I'm equally excited and saddened to announce today that I have decided to leave my role as Crosscut's managing editor. Over the next month or so, I'll be winding down my time here and working with Crosscut to find a replacement tech editor. I have no doubt that they will quickly find an outstanding candidate to fill that position. (You can learn more about it here.)
I consider myself very lucky to have spent the last four years working with Crosscut's talented team of writers and editors, both past and present, as well as our dedicated board of directors. Their views fall across the spectrum (as they should), but their dedication is inspiring and their motives are clear: To help create and maintain the kind of Northwest they'd like to be a part of.
If the future of our region were decided by their collective wisdom about what this place has been and their vision of what it might become, we would be very lucky indeed.
Which brings me to a slight confession: Much of my time here, across the many hundreds of stories and two web redesigns I've worked on, has been a protracted experiment in civics and journalism. Like many of you, I believe that a well-informed public is the key to solving the great civic challenges of our time. As a digital native, I have been excited to see how Crosscut's online presence and growing social media networks can help facilitate stronger in-person organizing.
That's why I worked with our team to found Crosscut's Community Idea Lab last spring, a new kind of journalism that coalesces communities around seemingly intractable local problems. It is also the motivation behind The Scenario, a role-playing game I created with the World Affairs Council, the Impact HUB and the Seattle Globalist to increase awareness of global issues and help attendees think through and connect around future Northwest scenarios.
I have been lucky to have been mentored and supported in these pursuits by a series of visionary leaders, including founder David Brewster, our former publisher Greg Shaw, and our current editor-in-chief Mary Bruno.
But I also believe that much of journalism has been remiss in its transition to digital.
As a whole, we have dragged our feet rather than adapting quickly enough to this new connected world. The pressure to make online content free has squeezed parts of our industry nearly to breaking. By extension, you, our readers, have been hurt as well. The news now is less thorough, less perceptive than it once was, scrapped together with less time and fewer dollars.
Thanks to your support, non-profit news organizations like Crosscut and KUOW and KPLU have escaped much of that, but not all.
The upside of this is that, in a field that has long left the "business side" for someone else to deal with, Crosscut has grown savvier and smarter — more willing to innovate and less risk averse. Growing our dedicated community of members, building a calendar of events, developing relevant partnerships and sponsorships — I have been proud to help Crosscut develop these new revenue streams.
But let's get to the point — the why of the leaving ritual.
Over the last few months, I've been spending my nights and weekends working with a talented young team on a media venture that will look at the social, economic and strategic implications of how technology is changing our world. I leave now to give it my full attention. I'll let you know more about it in the coming months.

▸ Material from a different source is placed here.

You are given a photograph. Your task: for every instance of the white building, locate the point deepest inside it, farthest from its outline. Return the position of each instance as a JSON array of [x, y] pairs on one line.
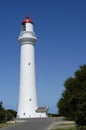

Until then, a huge thanks to all of our readers for your continued support, earnest feedback and willingness to read longer stories. As I recently told a Crosscut editorial intern who asked why our stories are longer than other local news organizations, "We believe that our readers are smart; that they want to understand not just the day's news, but what it means for the region as whole. And we intend to keep giving that to them."
I'm counting on all of you to keep demanding it.